The American people have always shown a remarkable immunity to the language of the gutter. While some may attempt to destabilize our national confidence with the rhetoric of the riot, I trust in the sober judgment of my fellow citizens. Our strength lies in our shared commitment to a higher standard of discourse.
—An imagined response by George Washington

4. Signal Social Health

The ad hominem attacker is trying to make everything about you appear “infected.” One would think that it is your beliefs and ideas that are under attack, and this is often correct. But to the ad hominem pro, he would like you to appear physically infected as well. That’s why turning crimson red with embarrassment or yelling back in a rage further strengthens his hand. To neutralize the “viral load,” one must appear calm and in control; in fact, the calmest person in the room. Exhibiting a certain vitality, or even injecting humor, will also be effective. If you are lucky, the attacker will lose it and look irrational. This will work wonders in slowing down the contagion of the victim, perhaps even completely neutralizing it. Here’s what George could say:

If the character of a President could be dismantled by the grievances of a single, embittered heart, then our Republic would be a fragile thing indeed. But I trust the American people to look not at the accusations of a single man, but at the decades of service I have laid before them. I shall not descend into the mud to wrestle with my accuser; the air up here remains clear, and I intend to keep it so.
—An imagined response by George Washington

5. Build Reputational Armor

The unfortunate reality is that the ad hominem slur will be with us forever. The best way to slow its effects, or even deter saboteurs from attacking you, is to build a “body of work” over time.

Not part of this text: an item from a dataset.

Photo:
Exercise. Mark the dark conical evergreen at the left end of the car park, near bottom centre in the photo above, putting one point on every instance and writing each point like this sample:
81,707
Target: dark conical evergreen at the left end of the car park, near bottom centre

The nature of such work varies widely since we all lead very different lives. For example, a YouTuber should carefully build a library of videos demonstrating sophistication and restraint. A software architect can build libraries of well-designed open-source code to ward off attacks of incompetence. A stock trader can share his old trades, both good and bad, in a newsletter showing his well-developed abilities.

As for Washington, he certainly cemented his reputation through his response to the Nicola Letter. In short, Colonel Lewis Nicola felt the new nation in 1782 was failing; the Continental Congress was bankrupt, the states were bickering, and the army was unpaid and starving. Nicola hoped that a constitutional monarchy would be installed—essentially a coup. But Washington felt otherwise:

With a mixture of great surprise and astonishment I have read with attention the Sentiments you have submitted to my perusal. Be assured Sir, no occurrence in the course of the War, has given me more painful sensations than your information of there being such ideas existing in the Army as you have expressed, and I must view with abhorrence and reprehend with severity.
— George Washington, May 22, 1782

Now that is reputational armor! We are not George Washington, but in our own way, we can build reputations that at least slow the scourge of the ad hominem attack.

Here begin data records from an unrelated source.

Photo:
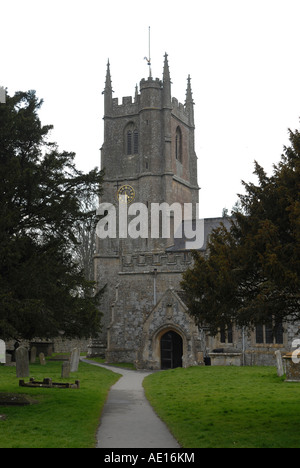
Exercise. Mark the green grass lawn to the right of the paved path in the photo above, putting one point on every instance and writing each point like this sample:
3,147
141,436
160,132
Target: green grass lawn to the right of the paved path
213,407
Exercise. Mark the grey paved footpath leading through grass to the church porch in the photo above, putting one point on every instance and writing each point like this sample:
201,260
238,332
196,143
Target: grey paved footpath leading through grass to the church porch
128,420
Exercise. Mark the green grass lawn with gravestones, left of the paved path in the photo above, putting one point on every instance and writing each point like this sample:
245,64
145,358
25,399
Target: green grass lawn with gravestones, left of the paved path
63,418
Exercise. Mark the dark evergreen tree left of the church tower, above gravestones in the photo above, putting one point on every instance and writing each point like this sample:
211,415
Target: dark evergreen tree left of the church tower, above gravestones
42,289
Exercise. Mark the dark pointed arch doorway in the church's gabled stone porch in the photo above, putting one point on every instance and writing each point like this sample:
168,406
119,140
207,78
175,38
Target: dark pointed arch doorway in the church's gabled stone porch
171,350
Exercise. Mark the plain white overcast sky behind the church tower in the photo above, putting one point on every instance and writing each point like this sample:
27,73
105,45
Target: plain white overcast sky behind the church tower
242,55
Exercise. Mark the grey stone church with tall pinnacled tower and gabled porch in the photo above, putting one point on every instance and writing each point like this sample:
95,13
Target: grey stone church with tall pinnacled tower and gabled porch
149,156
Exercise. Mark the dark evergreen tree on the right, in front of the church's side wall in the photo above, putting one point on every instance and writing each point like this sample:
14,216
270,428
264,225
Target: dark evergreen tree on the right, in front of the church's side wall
251,273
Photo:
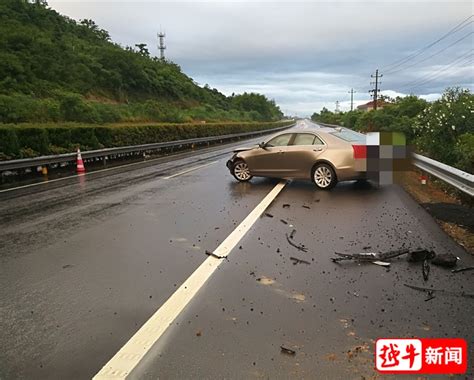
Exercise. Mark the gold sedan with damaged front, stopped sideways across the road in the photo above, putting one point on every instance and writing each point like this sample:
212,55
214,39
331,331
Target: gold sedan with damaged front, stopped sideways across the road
323,155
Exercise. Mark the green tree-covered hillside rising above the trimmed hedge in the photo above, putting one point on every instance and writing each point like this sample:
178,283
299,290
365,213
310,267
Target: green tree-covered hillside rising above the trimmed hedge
54,69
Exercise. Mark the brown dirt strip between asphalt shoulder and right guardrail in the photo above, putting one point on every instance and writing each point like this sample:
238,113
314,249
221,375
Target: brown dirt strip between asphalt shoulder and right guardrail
454,217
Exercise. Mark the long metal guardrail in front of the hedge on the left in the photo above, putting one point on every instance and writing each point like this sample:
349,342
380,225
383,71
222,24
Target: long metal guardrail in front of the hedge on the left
118,151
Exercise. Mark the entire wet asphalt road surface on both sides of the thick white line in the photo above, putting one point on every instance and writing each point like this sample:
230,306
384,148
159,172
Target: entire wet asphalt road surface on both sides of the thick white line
85,262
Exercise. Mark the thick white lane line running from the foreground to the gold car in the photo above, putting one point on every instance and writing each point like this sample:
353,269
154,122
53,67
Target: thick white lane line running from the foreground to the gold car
129,356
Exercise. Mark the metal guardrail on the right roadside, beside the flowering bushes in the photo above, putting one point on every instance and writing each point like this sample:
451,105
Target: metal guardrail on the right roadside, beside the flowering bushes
461,180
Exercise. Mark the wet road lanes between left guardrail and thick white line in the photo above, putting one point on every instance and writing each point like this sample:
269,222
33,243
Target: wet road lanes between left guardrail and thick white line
86,262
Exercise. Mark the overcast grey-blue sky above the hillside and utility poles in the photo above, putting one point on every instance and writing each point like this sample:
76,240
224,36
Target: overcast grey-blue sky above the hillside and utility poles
305,55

Disclaimer: I am not a psychologist, nor do I play one on TV. Although a peer-reviewed study supports each individual step, following this five-step sequence is my personal process. I share these strategies because I have found them useful in my own life; however, no formal data exists (at least not yet) that measures the overall effectiveness of this guide for the reader as she attempts to neutralize unwarranted assaults on her character.